Preferred IUPAC name
Other names
3D model (JSmol)
  • InChI=1S/C27H30N4O4/c1-30-15-4-16-31(18-17-30)21-11-7-19(8-12-21)27(34)29-25-23(5-3-6-24(25)32)28-26(33)20-9-13-22(35-2)14-10-20/h3,5-14,32H,4,15-18H2,1-2H3,(H,28,33)(H,29,34)
  • InChI=1/C27H30N4O4/c1-30-15-4-16-31(18-17-30)21-11-7-19(8-12-21)27(34)29-25-23(5-3-6-24(25)32)28-26(33)20-9-13-22(35-2)14-10-20/h3,5-14,32H,4,15-18H2,1-2H3,(H,28,33)(H,29,34)
  • O=C(c1ccc(OC)cc1)Nc2cccc(O)c2NC(=O)c4ccc(N3CCCN(C)CC3)cc4
Molar mass 474.561 g·mol−1
Except where otherwise noted, data are given for materials in their standard state (at 25 °C [77 °F], 100 kPa).

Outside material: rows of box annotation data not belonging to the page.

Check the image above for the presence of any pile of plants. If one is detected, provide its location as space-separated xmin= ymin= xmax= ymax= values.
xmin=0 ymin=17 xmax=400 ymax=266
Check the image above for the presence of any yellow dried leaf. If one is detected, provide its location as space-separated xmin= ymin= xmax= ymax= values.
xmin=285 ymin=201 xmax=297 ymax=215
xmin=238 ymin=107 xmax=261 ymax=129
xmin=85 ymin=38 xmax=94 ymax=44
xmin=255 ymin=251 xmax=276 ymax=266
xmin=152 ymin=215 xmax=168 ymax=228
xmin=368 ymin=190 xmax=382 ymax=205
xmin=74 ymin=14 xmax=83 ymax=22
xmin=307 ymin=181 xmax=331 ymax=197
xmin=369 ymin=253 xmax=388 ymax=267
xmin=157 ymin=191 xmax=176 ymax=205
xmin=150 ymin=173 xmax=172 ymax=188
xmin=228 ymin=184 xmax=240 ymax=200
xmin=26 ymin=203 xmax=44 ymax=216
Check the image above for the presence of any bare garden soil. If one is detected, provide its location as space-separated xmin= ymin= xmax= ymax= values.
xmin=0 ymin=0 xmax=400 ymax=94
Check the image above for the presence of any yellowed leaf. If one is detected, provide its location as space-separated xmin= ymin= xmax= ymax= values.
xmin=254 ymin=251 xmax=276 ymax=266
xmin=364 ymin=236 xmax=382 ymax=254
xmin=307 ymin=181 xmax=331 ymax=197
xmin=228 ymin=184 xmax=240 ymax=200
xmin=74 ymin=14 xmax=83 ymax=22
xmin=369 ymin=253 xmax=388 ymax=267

Darexaban (YM150) is a direct inhibitor of factor Xa created by Astellas Pharma.[1] It is an experimental drug that acts as an anticoagulant and antithrombotic to prevent venous thromboembolism after a major orthopaedic surgery, stroke in patients with atrial fibrillation[2] and possibly ischemic events in acute coronary syndrome.[3] It is used in form of the maleate. The development of darexaban was discontinued in September 2011.

Clinical uses

Atrial fibrillation

Atrial fibrillation is an abnormal heart rhythm that causes a reduction in the cardiac output and blood flow to the brain. It also promotes the formation of blood clots in the atrial chambers of the heart.[4] Atrial fibrillation is associated with an increased risk of embolic stroke due to the increased risk of blood clot development.[5] Oral anticoagulant drugs such as Darexaban decrease the incidence and severity of stroke in patients with atrial fibrillation by preventing the formation of blood clots.[6]

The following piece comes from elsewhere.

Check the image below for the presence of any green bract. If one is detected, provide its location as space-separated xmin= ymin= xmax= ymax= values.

The RUBY-1 phase II trial results show that oral administration of darexaban in combination with the standard dual antiplatelet therapy used for acute coronary syndrome (ACS) patients caused a two- to four-fold increase in bleeding rates and no effect on ACS.[7] Though there were no cases of fatal bleeding or intracranial haemorrhage, the results of this study questions the concept of adding an oral anticoagulant to standard of care dual antiplatelet therapy in order to prevent recurrent ischemic events after ACS. The development of darexaban was discontinued in September 2011.


Mechanism of action

Factor Xa (FXa) is an essential blood coagulation factor[2] that is responsible for the initiation of the coagulation cascade. FXa cleaves prothrombin to its active form thrombin, which then acts to convert soluble fibrinogen to insoluble fibrin and to activate platelets. Stabilization of the platelet aggregation by fibrin mesh ultimately leads to clot formation.[4]

Darexaban and darexaban glucuronide selectively and competitively inhibit FXa, suppressing prothrombin activity at the sites of blood clot (thrombus) formation. This leads to a decrease in blood clot formation in a dose dependent manner.[2] Reducing blood clot formation will decrease blood flow blockages, thus possibly lowering the risk of myocardial infarction, unstable angina, venous thrombosis, and ischemic stroke.[8]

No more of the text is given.